Energy stocks sold off last week as crude oil prices fell to their lowest since January 2022. The top-performing sector suffered a 7.8% price drop in response to the bearish sentiment in oil markets, which tumbled below US$80 per barrel. None of its constituents were spared from the rout.
Enbridge (TSX:ENB)(NYSE:ENB) and Canadian Natural Resources (TSX:CNQ)(NYSE:CNQ) retreated too, but remain good investment prospects if you want to buy on weakness. The top-tier energy stocks should hang tough amid a potential oil slump.
No-brainer buy
Enbridge has proven time and again its reliability as an income stock in a volatile sector. The $104.6 billion energy infrastructure company takes pride in its utility-like and disciplined investment approach. The company also has an incredible dividend growth streak of 27 consecutive years.
Moreover, the diversified asset base ensures the delivery of leading shareholder returns over the long run. As of this writing, Enbridge is still up 9.5% year to date. At $51.64 per share, the dividend yield is a high 6.66%. A $20,000 investment will produce $333 in passive income every quarter.
Because of built-in revenue accelerators in its base business, management said Enbridge can advance its regulatory strategy, drive down costs, and improve productivity. Its President and CEO, Al Monaco, said, “Operational performance remained strong, translating into good second quarter financial results.”
In the first half of 2022, adjusted earnings increased 2.1% to $3 billion versus the same period in 2021. Monaco adds, “We’re executing on our $10 billion diversified secured growth program with almost $4 billion on track to enter service in 2022. And, we’ve added over $3.6 billion of new projects to our secured backlog.”
Enbridge is a no-brainer buy for its strong internal cash flow, ready access to liquidity from diversified sources, and a stable business model.
Long-term growth
Canadian Natural Resources continues to hold steady, notwithstanding the downward pressure on energy stocks. Current investors are ahead 25.5% year to date ($63.72 per share), and delight in the 4.32% dividend yield. In the last 3 years, CNQ’s total return is 111.6%, while the compound annual growth rate (CAGR) is 28.3%.
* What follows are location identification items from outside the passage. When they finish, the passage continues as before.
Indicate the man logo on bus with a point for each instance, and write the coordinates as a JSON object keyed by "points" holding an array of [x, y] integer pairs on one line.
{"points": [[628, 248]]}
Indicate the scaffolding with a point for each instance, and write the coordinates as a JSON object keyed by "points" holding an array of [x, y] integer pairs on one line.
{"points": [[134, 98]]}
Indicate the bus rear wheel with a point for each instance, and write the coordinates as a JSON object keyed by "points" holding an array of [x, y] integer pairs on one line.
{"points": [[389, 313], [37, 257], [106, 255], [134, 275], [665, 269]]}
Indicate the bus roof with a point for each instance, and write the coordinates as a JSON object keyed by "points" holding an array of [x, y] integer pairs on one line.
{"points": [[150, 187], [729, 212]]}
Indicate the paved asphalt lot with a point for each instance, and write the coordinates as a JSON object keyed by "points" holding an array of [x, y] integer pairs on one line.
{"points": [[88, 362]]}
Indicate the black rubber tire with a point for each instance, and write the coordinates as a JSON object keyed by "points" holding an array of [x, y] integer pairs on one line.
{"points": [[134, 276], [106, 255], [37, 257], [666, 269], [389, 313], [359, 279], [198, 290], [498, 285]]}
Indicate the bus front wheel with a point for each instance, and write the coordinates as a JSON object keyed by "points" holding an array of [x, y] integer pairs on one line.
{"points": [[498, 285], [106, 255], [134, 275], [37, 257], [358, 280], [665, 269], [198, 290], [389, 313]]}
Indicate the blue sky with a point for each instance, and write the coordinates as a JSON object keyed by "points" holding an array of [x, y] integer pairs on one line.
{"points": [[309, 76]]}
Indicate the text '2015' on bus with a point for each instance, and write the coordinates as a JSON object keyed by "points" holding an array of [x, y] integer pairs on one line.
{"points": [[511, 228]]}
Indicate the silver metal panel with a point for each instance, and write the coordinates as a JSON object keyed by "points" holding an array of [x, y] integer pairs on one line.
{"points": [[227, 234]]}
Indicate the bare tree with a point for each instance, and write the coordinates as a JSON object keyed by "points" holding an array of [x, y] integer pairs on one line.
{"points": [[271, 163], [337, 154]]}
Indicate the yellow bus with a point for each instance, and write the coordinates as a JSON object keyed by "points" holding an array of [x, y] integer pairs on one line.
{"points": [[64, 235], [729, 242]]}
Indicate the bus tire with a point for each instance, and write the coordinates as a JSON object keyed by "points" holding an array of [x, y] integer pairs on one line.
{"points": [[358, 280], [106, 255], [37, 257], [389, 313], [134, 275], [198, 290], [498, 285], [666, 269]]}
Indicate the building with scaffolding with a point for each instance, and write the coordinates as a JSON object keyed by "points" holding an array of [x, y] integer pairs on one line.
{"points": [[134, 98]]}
The $73.6 billion senior crude oil and natural gas company in Canada has assets in North America, Offshore Africa, and the UK North. CNQ’s balanced mix of assets (natural gas, light crude oil, heavy crude oil, bitumen, and synthetic crude oil) is among the strongest and most diversified portfolios globally.
In the first half of 2022, consolidated sales and net earnings increased 83.4% (to $25.9 billion) and 125.5% (to $6.6 billion) year over year, respectively. Cash flows from operating activities ballooned to $8.75 billion or 59.8% higher than in the first half of 2021. Management is confident about sustaining its operations and having sufficient liquidity in the short-, medium-, and long-term.
Even with the unexpectedly strong rise in energy prices, the company posted net cash hedging gains in the first half of 2022. In anticipation of such volatile times, management can protect cash flows by hedging volatility in energy commodity prices, including up to 60% of near-term and 40% of long-term production
The capital expenditure programs and multi-year financial plans give the energy major flexibility and enhance its ability to raise new debt on commercially acceptable terms.
Softer commodity prices
Philip Petursson, chief investment strategist at IG Wealth Management, said the fear of a general slowdown in the global economy is working its way into softer commodity prices. Even if an oil slump comes next, Enbridge and Canadian Natural Resources are must-own energy stocks.